According to a Monday update with Sebi, Chemplast Sanmar and Tatva Chintan Pharma Chem acquired Sebi’s findings on July 2 and June 30, respectively. Any firm planning to conduct a public offering, such as an initial public offering (IPO), a follow-on public offering (FPO), or a rights issue must adhere to Sebi’s guidelines.
According to the draught papers, Chemplast Sanmar’s Rs 3,500 crore IPO includes a Rs 1,500 crore fresh issue of equity shares and a Rs 2,000 crore offer for sale.
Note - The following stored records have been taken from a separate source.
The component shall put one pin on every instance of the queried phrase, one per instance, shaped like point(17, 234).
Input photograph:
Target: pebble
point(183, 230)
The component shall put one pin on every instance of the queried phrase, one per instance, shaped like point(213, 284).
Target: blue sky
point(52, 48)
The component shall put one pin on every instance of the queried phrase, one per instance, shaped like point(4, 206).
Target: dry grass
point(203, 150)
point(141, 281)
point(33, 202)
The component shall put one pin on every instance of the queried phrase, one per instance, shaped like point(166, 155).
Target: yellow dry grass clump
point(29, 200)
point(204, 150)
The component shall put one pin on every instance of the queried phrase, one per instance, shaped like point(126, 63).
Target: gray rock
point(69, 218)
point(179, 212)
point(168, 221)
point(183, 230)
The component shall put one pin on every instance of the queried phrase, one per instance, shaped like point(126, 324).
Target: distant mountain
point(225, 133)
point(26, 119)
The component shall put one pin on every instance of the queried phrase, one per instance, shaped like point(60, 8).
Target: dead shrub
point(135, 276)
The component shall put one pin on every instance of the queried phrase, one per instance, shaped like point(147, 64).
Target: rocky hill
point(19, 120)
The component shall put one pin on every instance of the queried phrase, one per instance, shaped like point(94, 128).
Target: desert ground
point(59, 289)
Sanmar Holdings Ltd and Sanmar Engineering Services Ltd are selling shares worth Rs 1,850 crore and Rs 150 crore, respectively, in the offer for sale.
About Chemplast Sanmar
Chemplast Sanmar is a prominent specialised chemicals company that specialises in speciality paste PVC (polyvinyl chloride) resin and bespoke manufacturing of raw ingredients and intermediates for the pharmaceutical, agrochemical, and fine chemicals industries. The net proceeds would be used to pay for the early redemption of the company’s non-convertible debentures (NCDs) to the tune of Rs 1,238.25 crore. The money will also be put to good use in the company.
About Tatva Chintan Pharma Chem
According to the draft red herring prospectus, Tatva Chintan Pharma Chem’s IPO consists of a fresh issue of equity shares worth Rs 225 crore and an offer of sale by current founders and shareholders for Rs 225 crore .The proceeds from the new offer will be utilised to pay capital expenditures for the company’s Dahej manufacturing facility, as well as upgrades to its R&D facility in Vadodara and other general business reasons.